4.5. Verzoekster heeft vervolgens aan de Inspecteur het bij de in 4.4 genoemde brief gevoegde antwoordformulier teruggezonden. Hierop heeft zij vermeld dat het belastbare inkomen over zowel het jaar 1999 als het jaar 2000 wordt geschat op ƒ 75.000 alsmede dat zij haar dienstbetrekking naast het ondernemerschap voortzet.
4.6. De definitieve aanslag in de inkomstenbelasting/premie volksverzekeringen is met dagtekening 21 december 2000 aan verzoekster opgelegd naar een belastbaar inkomen van ƒ 55.631.
5. Inhoud van het verzoek en standpunten.
5.1. Verzoekster vraagt schorsing van de onder 1 genoemde voorlopige aanslag. Zij stelt dat zij aan de brief van verweerder van 2 mei 2000, waarin deze vraagt een schatting te geven van het belastbare inkomen over het jaar 1999, het vertrouwen kan ontlenen dat voor de vraag of zij als zelfstandige in het jaar 2000 verzekerd is ingevolge de Wet de situatie per 1 oktober 1999 niet meer doorslaggevend is.
Voor de gronden waarop het verzoek is gebaseerd, wordt verder verwezen naar de gedingstukken.
5.2. Verweerder neemt primair het standpunt in dat er geen onverwijlde spoed is die, gelet op de betrokken belangen, het treffen van een voorlopige voorziening vereist. Subsidiair stelt verweerder dat de bestreden beschikking niet onrechtmatig is genomen.
5.3. Partijen hebben hun standpunten ter zitting toegelicht.
Verweerder heeft ter zitting verklaard dat aan verzoekster uitstel van betaling is verleend voor de voorlopige aanslag.
De gemachtigde van verzoekster heeft ter zitting een verzoek om versnelde behandeling van het beroep gedaan.

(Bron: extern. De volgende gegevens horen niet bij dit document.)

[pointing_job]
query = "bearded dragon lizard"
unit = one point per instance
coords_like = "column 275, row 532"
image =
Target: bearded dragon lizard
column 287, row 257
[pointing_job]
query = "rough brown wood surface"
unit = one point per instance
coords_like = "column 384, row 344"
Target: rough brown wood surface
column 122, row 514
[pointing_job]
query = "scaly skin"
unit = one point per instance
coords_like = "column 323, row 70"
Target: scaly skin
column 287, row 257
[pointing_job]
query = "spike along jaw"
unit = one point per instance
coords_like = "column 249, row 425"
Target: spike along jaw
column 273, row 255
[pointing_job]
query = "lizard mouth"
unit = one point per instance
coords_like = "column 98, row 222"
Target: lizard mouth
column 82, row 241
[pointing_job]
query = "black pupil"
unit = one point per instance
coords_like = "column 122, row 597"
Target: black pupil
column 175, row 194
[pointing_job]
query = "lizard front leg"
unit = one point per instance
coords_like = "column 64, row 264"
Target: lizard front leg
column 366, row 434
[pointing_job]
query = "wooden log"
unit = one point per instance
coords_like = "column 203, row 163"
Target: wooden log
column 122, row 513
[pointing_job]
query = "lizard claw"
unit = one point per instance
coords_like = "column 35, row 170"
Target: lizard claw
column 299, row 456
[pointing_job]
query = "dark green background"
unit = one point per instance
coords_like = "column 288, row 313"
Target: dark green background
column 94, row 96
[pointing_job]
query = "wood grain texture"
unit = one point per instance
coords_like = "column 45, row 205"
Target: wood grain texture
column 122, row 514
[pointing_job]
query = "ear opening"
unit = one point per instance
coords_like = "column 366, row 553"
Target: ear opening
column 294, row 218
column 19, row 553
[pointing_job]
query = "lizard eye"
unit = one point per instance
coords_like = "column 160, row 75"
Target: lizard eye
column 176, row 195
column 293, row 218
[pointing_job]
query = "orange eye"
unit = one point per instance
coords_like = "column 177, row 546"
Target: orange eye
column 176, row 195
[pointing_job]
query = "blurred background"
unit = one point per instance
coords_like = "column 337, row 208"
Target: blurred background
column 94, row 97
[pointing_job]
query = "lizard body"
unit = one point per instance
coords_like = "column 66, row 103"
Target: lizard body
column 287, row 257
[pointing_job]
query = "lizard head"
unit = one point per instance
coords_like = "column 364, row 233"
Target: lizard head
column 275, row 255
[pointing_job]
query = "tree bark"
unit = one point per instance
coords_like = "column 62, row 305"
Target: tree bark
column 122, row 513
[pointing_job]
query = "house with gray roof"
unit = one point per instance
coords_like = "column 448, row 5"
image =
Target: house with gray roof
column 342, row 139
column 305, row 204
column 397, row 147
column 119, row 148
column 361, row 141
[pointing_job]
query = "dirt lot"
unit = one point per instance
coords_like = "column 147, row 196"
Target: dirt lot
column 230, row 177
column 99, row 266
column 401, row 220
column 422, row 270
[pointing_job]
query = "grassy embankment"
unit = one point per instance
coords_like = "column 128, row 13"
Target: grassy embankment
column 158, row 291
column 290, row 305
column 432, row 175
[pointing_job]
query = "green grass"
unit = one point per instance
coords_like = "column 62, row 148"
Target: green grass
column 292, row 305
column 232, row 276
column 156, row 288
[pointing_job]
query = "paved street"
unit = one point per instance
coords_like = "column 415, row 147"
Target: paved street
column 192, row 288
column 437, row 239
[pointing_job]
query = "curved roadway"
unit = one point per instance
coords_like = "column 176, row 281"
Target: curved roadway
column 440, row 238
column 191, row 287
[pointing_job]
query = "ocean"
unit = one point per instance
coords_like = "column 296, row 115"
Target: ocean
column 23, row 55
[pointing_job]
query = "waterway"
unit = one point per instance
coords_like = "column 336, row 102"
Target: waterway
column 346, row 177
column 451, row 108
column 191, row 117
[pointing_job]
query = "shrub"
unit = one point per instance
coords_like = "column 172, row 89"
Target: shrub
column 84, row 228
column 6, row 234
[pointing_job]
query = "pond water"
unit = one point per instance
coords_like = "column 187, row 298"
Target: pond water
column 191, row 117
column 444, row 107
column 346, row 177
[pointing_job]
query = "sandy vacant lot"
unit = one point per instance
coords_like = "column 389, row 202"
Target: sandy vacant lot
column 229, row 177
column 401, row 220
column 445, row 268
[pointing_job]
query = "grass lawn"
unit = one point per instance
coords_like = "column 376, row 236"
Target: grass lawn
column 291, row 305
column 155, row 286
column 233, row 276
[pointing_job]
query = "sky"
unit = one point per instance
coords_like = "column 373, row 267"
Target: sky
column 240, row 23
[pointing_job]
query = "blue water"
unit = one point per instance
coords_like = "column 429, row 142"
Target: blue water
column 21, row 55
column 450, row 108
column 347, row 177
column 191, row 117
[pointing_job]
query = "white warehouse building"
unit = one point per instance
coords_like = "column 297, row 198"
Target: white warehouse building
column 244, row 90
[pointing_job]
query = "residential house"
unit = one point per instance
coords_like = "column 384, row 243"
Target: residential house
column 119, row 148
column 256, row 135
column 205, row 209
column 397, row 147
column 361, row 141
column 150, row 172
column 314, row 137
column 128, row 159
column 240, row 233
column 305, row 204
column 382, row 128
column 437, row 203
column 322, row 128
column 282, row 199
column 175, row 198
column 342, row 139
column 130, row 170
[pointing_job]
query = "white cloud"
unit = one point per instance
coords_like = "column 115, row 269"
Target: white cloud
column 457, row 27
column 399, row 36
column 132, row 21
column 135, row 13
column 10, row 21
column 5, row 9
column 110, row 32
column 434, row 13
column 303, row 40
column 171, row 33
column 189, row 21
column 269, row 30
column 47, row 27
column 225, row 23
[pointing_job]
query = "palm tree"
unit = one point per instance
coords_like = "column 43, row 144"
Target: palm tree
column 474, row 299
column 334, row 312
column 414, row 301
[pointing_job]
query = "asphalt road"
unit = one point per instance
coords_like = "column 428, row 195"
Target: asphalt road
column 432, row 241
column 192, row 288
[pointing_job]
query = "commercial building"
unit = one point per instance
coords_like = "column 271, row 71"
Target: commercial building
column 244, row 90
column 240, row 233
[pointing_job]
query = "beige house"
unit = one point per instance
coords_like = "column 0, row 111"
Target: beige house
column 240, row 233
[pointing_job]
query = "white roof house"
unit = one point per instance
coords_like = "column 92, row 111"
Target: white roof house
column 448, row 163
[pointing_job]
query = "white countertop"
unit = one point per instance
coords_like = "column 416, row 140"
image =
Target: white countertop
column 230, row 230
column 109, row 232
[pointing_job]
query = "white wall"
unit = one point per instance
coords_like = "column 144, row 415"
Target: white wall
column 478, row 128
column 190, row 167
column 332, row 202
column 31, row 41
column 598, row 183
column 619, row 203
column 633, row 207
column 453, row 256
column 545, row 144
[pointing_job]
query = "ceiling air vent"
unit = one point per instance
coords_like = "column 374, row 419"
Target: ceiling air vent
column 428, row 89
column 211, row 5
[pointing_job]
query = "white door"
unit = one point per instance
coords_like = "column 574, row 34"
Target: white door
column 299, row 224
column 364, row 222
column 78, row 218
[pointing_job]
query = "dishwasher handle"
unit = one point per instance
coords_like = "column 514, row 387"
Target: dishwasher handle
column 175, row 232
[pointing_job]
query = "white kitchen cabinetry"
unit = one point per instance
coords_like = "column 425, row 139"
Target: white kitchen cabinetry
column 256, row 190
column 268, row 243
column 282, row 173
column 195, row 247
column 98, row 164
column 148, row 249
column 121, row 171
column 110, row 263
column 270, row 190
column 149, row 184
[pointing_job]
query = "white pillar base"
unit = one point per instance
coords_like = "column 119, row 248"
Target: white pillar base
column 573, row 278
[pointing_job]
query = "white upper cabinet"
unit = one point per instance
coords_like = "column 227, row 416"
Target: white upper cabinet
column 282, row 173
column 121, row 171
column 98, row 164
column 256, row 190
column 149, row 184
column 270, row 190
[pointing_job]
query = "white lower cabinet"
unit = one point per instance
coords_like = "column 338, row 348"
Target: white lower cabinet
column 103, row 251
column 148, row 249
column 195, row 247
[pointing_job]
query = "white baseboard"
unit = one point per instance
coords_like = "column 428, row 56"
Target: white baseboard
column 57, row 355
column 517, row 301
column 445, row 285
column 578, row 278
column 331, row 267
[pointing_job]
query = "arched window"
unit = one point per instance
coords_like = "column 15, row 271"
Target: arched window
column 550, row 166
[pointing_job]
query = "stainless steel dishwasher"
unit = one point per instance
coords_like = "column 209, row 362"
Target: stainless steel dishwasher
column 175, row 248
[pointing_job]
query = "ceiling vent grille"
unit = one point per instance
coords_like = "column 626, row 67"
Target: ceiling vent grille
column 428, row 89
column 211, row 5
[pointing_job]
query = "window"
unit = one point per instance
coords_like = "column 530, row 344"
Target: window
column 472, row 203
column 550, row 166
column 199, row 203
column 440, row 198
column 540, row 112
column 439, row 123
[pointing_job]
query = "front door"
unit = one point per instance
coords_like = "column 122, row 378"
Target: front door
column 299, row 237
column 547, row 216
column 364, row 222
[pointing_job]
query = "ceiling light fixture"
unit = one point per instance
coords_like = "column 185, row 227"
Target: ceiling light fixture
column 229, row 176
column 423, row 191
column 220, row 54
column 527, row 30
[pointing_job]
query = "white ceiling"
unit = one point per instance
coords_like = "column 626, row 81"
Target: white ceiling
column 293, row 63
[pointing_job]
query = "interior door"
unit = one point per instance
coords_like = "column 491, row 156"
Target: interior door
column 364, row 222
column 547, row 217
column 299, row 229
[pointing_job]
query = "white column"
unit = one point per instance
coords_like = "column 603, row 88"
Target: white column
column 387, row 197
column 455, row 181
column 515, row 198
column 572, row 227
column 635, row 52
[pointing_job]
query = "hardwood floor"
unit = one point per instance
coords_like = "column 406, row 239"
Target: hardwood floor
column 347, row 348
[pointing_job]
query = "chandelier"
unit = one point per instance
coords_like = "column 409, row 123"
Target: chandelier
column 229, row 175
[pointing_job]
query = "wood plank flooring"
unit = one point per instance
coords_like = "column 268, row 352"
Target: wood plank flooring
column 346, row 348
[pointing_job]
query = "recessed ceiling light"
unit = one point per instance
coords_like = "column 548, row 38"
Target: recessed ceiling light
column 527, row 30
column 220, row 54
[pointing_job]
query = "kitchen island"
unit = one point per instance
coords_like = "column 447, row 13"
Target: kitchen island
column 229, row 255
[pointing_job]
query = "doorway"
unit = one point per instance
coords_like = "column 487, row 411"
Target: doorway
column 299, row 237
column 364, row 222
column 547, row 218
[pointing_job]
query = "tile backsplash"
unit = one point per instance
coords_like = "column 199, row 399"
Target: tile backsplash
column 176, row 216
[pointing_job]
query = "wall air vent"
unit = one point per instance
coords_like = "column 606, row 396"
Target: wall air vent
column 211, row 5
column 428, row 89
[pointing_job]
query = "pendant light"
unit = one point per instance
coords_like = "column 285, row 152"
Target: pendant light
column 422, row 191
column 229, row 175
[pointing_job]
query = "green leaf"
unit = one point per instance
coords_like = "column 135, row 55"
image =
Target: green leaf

De president heeft toegezegd dat aan dit verzoek gevolg zal worden gegeven.
6. Overwegingen ten aanzien van het verzoek
6.1. Verweerder heeft ter zitting verklaard dat aan verzoekster gedurende de beroepsprocedure uitstel van betaling is verleend ter zake van de onder 1. vermelde voorlopige aanslag.
Verzoekster heeft derhalve in dat opzicht geen spoedeisend belang bij het treffen van een voorlopige voorziening.
6.2. Voorts was verzoekster naar zij zelf op het in 4.5 vermelde antwoordformulier heeft aangegeven ook voor het jaar 2000 reeds als werknemer verplicht verzekerd ingevolge de Wet. Gelet op deze omstandigheid alsmede gezien de toezegging dat de beroepszaak versneld zal worden behandeld, acht de president niet aannemelijk dat sprake is van een onevenredig nadeel aan de kant van verzoekster, waardoor gelet op de betrokken belangen, het treffen van een voorlopige voorziening zou zijn vereist. Het verzoek komt mitsdien niet voor toewijzing in aanmerking.
7. Proceskosten
De president acht geen termen aanwezig voor een veroordeling in de proceskosten als bedoeld in artikel 8:75 Awb.
8. Beslissing
De president wijst het verzoek af.
Deze uitspraak is vastgesteld op 12 april 2001 door mr. Tijnagel als fungerend president. De beslissing is op die datum in het openbaar uitgesproken, in tegenwoordigheid van de waarnemend griffier mr. Postema.
Aangetekend aan partijen verzonden: 12 april 2001.